Movies like The Wedding Planner usually require a climactic mad dash across town to prevent the heroine from marrying the wrong guy or getting on a plane to take a job in a different city. McConaughey gamely embraces these tropes, even when he has to ride on the back of a motor scooter wearing a helmet festooned with a bridal veil. Sometimes though, the script is cringingly original. He soldiers through inscrutable scenes in Failure to Launch in which he is attacked not just by the chuckwalla but by a chipmunk and a dolphin as well. Condoms rain down on him from the sky in Ghosts of Girlfriends Past. Here he is in Failure confronting his very naked father—Terry Bradshaw!—in a scene that would cause Lars von Trier to squirm; there he is in How to Lose a Guy demonstrating his horrible singing voice to all the world in a duet of “You’re So Vain” with Kate Hudson, the most alarming courtship display I’ve witnessed since the mating ritual of the Attwater’s prairie chicken.
It’s tempting to watch these listless movies and look for signs of McConaughey’s impatience with the material. But in none of them does he give off a slumming vibe. He says his dreary lines (“I’ve never met anyone who’s a member of a Scrabble club before, that’s for sure!”) with professional courtesy. What we do see, occasionally, are the outcroppings of shallow-buried emotional strata. When his character is perturbed in a scene, or hurt, there’s often that momentary flat stare, followed by that slow-dawning smile with its hint of sadistic distance. Informed by hindsight, we sense that Connor Mead, the rich, self-satisfied hero of Ghosts of Girlfriends Past, might be nourished by the same bewilderment and anger as Ron Woodroof, the dying oil-field worker in Dallas Buyers Club. When Mead proclaims, “I am condemned to see the world as it really is, and love—love is a myth,” the artless line of dialogue may fall flat, but what he says and the way he says it may put you in mind of Rust Cohle, the hard-core fatalist McConaughey embodies with such breathtaking authority in True Detective.
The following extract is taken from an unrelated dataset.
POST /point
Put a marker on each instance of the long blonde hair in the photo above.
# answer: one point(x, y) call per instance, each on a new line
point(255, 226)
When you look at these movies through a past-is-prologue lens, things leap out at you. There’s a scene in Failure to Launch in which McConaughey’s character turns to Sarah Jessica Parker, who he believes has betrayed him, and delivers a line that sends her straight into a tearful reflective montage, complete with Mint Milanos: “Get the fuck out of my car!” It’s the most authentic line in all four movies and is delivered with more voltage than this lightweight comedy is rated for. The moment it’s spoken, you have the feeling that this harmless, callow character could be dangerous, that he might kill this woman and stuff her into the trunk of his Porsche. Instead, of course, he wanders off into his own montage, where he drinks beer and ponders his fear of love. But it’s that flash you remember, the moment in Failure to Launch when Matthew McConaughey gives us a preview of the high orbit that—against all expectations—it turned out he was capable of reaching.